Yianni Gamvros: Sure. So, catching up on some to-read material that I had kind of noted away. So, I’m reading The Negotiation Genius by Deepak Malhotra and Max Bazerman. And I’m also reading The Goal which is all about the fury of constraints and how do you provide recommendations in very constrained environments and it actually applies — that specific book is actually written for manufacturing, but it applies a lot to airlines, and traveling, and just logistics in general.
Al Martin: All right, good. Good, we’ll put those in the show notes. I got them on my list. From a data science perspective — anything those that are data scientists out there that you’d recommend in terms of learning or where to go? I mean, something that you follow, whether it’s a podcast or otherwise, that you recommend?

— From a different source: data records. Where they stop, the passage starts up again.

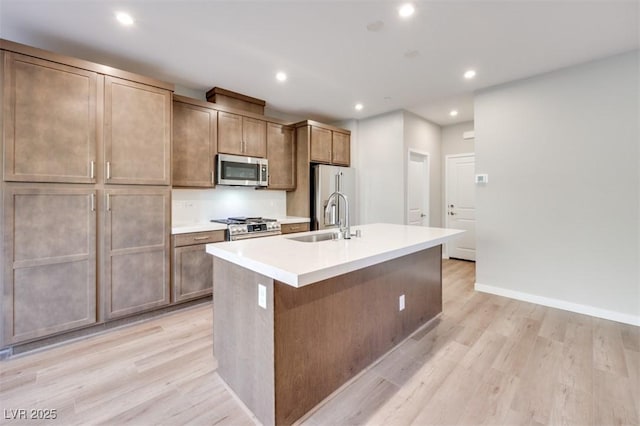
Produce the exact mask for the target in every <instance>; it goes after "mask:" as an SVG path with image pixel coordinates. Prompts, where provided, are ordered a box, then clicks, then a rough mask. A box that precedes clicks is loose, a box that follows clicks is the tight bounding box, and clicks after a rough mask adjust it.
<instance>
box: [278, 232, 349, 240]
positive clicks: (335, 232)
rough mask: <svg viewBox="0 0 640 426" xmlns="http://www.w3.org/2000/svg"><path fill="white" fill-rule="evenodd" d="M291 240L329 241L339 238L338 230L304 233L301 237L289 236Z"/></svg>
mask: <svg viewBox="0 0 640 426" xmlns="http://www.w3.org/2000/svg"><path fill="white" fill-rule="evenodd" d="M287 239H289V240H293V241H300V242H302V243H317V242H318V241H328V240H336V239H338V234H337V233H336V232H324V233H322V234H312V235H303V236H301V237H287Z"/></svg>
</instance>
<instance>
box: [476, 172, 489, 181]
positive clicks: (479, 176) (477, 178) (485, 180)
mask: <svg viewBox="0 0 640 426" xmlns="http://www.w3.org/2000/svg"><path fill="white" fill-rule="evenodd" d="M487 182H489V175H488V174H486V173H485V174H481V175H476V183H487Z"/></svg>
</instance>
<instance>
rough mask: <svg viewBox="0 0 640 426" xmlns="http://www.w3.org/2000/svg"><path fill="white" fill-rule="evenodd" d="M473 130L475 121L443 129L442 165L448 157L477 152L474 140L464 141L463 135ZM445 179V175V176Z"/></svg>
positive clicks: (444, 127) (462, 123) (442, 140)
mask: <svg viewBox="0 0 640 426" xmlns="http://www.w3.org/2000/svg"><path fill="white" fill-rule="evenodd" d="M472 130H473V121H466V122H464V123H458V124H452V125H450V126H445V127H443V128H442V164H443V169H442V170H443V172H444V164H445V163H444V158H445V157H446V156H447V155H455V154H467V153H470V152H471V153H473V152H475V146H474V140H473V139H467V140H465V139H463V138H462V134H463V133H464V132H469V131H472ZM443 179H444V175H443Z"/></svg>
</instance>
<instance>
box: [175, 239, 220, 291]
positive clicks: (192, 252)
mask: <svg viewBox="0 0 640 426" xmlns="http://www.w3.org/2000/svg"><path fill="white" fill-rule="evenodd" d="M173 255H174V263H173V301H174V302H182V301H185V300H189V299H193V298H196V297H201V296H206V295H208V294H211V291H212V289H213V256H211V255H210V254H208V253H207V252H206V244H197V245H193V246H185V247H177V248H175V249H174V251H173Z"/></svg>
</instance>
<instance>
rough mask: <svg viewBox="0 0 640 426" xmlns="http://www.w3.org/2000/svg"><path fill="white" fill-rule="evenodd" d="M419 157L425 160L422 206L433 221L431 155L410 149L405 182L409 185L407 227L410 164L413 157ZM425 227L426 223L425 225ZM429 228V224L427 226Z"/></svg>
mask: <svg viewBox="0 0 640 426" xmlns="http://www.w3.org/2000/svg"><path fill="white" fill-rule="evenodd" d="M412 155H418V156H420V157H422V158H423V160H422V164H423V168H424V174H425V180H426V186H425V194H424V198H423V202H422V206H423V207H424V211H426V212H427V218H428V219H429V221H431V215H430V214H429V209H430V207H431V199H430V198H429V197H430V186H431V154H429V153H428V152H425V151H419V150H417V149H412V148H409V149H408V150H407V166H406V167H405V181H406V183H407V186H406V188H407V189H406V193H405V200H404V223H405V225H408V224H409V163H410V162H411V156H412ZM423 226H425V225H424V223H423ZM426 226H429V223H427V224H426Z"/></svg>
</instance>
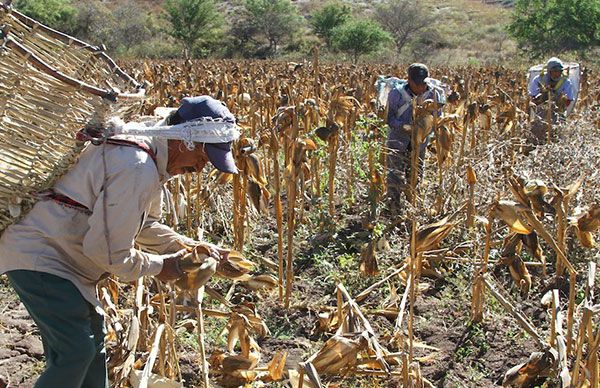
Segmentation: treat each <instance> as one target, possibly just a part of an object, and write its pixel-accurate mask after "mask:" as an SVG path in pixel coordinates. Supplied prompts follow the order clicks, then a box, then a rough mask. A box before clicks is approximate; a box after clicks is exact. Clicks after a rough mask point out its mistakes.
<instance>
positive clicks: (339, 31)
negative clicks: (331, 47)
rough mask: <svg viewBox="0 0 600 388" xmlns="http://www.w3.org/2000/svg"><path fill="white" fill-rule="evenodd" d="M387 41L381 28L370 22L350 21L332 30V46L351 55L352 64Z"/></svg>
mask: <svg viewBox="0 0 600 388" xmlns="http://www.w3.org/2000/svg"><path fill="white" fill-rule="evenodd" d="M389 40H390V37H389V35H388V34H387V33H386V32H385V31H383V29H382V28H381V26H379V24H377V23H376V22H374V21H371V20H351V21H349V22H347V23H345V24H342V25H341V26H339V27H336V28H335V29H334V30H333V45H334V46H335V47H336V48H337V49H339V50H341V51H343V52H345V53H348V54H350V55H352V58H353V60H354V63H356V62H358V58H359V57H360V56H361V55H365V54H370V53H373V52H376V51H378V50H379V49H380V48H381V46H382V45H383V44H384V43H386V42H388V41H389Z"/></svg>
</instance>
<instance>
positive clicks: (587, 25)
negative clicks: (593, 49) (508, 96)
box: [508, 0, 600, 57]
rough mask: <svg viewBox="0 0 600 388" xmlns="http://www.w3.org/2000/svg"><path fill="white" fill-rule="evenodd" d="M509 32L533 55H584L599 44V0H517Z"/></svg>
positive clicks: (597, 45) (599, 3) (522, 45)
mask: <svg viewBox="0 0 600 388" xmlns="http://www.w3.org/2000/svg"><path fill="white" fill-rule="evenodd" d="M508 31H509V33H510V34H511V35H512V36H513V37H514V38H515V39H516V40H517V43H518V44H519V47H520V48H521V49H523V50H526V51H528V52H529V53H530V54H532V56H536V57H538V56H542V55H545V56H547V55H548V53H557V52H564V51H570V50H574V51H579V53H580V54H581V55H582V56H584V55H585V50H586V49H589V48H591V47H593V46H598V45H599V44H600V0H569V1H565V0H517V2H516V4H515V9H514V12H513V16H512V21H511V23H510V25H509V26H508Z"/></svg>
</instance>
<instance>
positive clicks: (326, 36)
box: [310, 2, 352, 46]
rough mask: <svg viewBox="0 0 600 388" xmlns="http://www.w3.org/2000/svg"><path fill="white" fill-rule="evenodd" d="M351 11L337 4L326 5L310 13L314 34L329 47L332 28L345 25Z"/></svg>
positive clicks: (330, 40)
mask: <svg viewBox="0 0 600 388" xmlns="http://www.w3.org/2000/svg"><path fill="white" fill-rule="evenodd" d="M351 12H352V9H351V8H350V7H349V6H347V5H345V4H341V3H338V2H332V3H327V4H325V5H324V6H323V7H321V8H319V9H318V10H316V11H314V12H313V13H312V15H311V16H312V18H311V21H310V23H311V25H312V27H313V30H314V31H315V34H317V36H319V37H320V38H322V39H323V40H325V44H327V46H331V34H332V31H333V29H334V28H336V27H338V26H340V25H342V24H344V23H346V21H348V19H349V18H350V13H351Z"/></svg>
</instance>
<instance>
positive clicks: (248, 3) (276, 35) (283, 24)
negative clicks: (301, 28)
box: [241, 0, 301, 55]
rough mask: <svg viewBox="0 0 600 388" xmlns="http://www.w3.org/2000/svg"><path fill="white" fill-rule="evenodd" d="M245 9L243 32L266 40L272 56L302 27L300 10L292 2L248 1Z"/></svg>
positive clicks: (259, 0) (246, 33) (242, 22)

Yianni Gamvros: Right. So, actually, we just came out with the Watson Data Platform blog on Medium. So, I think everybody should really follow that. There’s a lot of good material there on some generic topics on machine learning and data science. And there’s some more specific topics on features of the Watson data platform and the IBM data science experience.
And another Medium blog is Inside Machine Learning. Which, again, deals with different use cases and how you can potentially solve them using the IBM data science experience.
Al Martin: Fantastic. Where can listeners reach you? Do you have a Twitter handle? LinkedIn? We’ll put them in the show notes, but what’s your preferred form on engagement?
Al Martin: All right. Anything that I left unsaid?
Yianni Gamvros: No, I think we covered quite a bit. Thanks, Al.
Al Martin: Hey, you don’t listen to Yanni, do you?
Yianni Gamvros: I don’t, no.
Al Martin: You know, I did mention that (Kate) one of our producers listens to Yanni, didn’t I? She actually went to that concert. I mentioned that at the beginning, didn’t I?
Yianni Gamvros: You did, yes.
Al Martin: All right then, all good. I have to embarrass her a little bit because I know she’s listening. All right — and she’ll probably cut it out. If you cut this out, I will be very upset.
Hey, thank you so much for joining us today. It was informational. I’m going to go research the — some of the links and the blog that you’ll give me and I’m also putting those books on my list. So, thank you. I appreciate it. And for the listeners out there, I’ll talk to you next time. Thanks, Yianni.
Yianni Gamvros: Thanks, Al. Great talking to you.